SWAN Version 0.1 12 Mar 2010 (c) M J Harvey, Imperial College London [email protected]
Swan is a simple tool for aiding a port from CUDA to OpenCL. It has the following benefits:
- Reduce reliance on nvcc for CUDA code by replacing the CUDA runtime extensions
- Automatic code generation of entry point functions for kernels, to replace <<<>>> syntax
- Source translation of CUDA kernels to OpenCL.

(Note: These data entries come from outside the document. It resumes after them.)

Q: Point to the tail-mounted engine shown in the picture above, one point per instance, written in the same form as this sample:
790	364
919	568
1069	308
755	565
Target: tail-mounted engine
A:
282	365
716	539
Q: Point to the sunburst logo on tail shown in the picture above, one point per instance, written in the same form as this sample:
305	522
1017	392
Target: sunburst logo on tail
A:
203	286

- Common API for both CUDA and OpenCL targets.
-
In the top level directory (tld), edit config.mk and set the paths appropriately OpenCL and CUDA libraries may be selectively enabled with "OPENCL=yes|no" and "CUDA=yes|no"
-
Set LD_LIBRARY_PATH to point to libOpenCL and other libs.
-
Set PATH to point to (tld)/bin
-
To build library and examples: $ cd (tld) $ make
If all went well, you will have lib/libswan_(cuda|ocl).(so|a) and CUDA and/or OpenCL versions of each example (.nv and .ocl suffices)
-
Build just the examples (having already built the library): $ cd (tld) $ make examples
Each example will build in OpenCL and CUDA variants, with suffices .ocl and .nv respectively.
-
examples/vecadd A simple vector addition
-
examples/vecadd_global A simple vector addition showing use of device/constant global data
-
examples/shmem Shows use of dynamic shared memory
-
examples/interp 1D Texturing, with arrays and linear memory (CUDA only)

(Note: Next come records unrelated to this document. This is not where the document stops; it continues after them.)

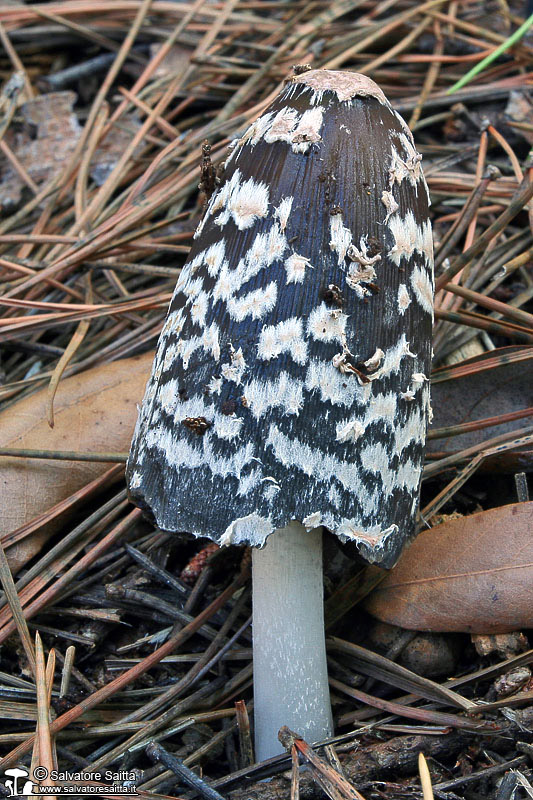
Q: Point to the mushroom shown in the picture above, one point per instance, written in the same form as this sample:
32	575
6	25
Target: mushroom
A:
288	391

How to use in your own code:
-
Put the kernels in a separate file, e.g. kernel.cu
-
Include the compiled code in the host source: #include "kernel.kh"
-
Replace CUDA-style kernel launches with calls to the entry point functions. The formal definitions of these functions are sytematically derived from the kernel source. For example, a kernel:
global void func1( float4 *in, int *out, int N );
will have the following entry points:
void k_func1( block_config_t grid, block_config_t block, int shmem, float4 *in, int *out, int N );
and
void k_func1_async( block_config_t grid, block_config_t block, int shmem, float4 *in, int *out, int N );
grid, block and shmem have the same definitions as in the CUDA launch syntax <<< grid, block, shmem >>>. block_config_t has 3 elements .x,.y,.z, like a dim3.
-
Replace cuda API calls with Swan equivalents (See swan_api.h)
-
For cross-compiling CUDA kernels to OpenCL: swan --opencl kernel.kh kernel.cu
-
For compiling CUDA kernels to CUDA: swan --cuda kernel.kh kernel.cu
-
For compiling OpenCL kernels to OpenCL: swan --opencl-direct kernel.kh kernel.cu
This will produce a source code header file that contains a binary object containing the compiled kernel source and a set of functions for calling the kernels.
-
Compile
-
Link against the appropriate swan library (libswan_ocl or libswan_cuda).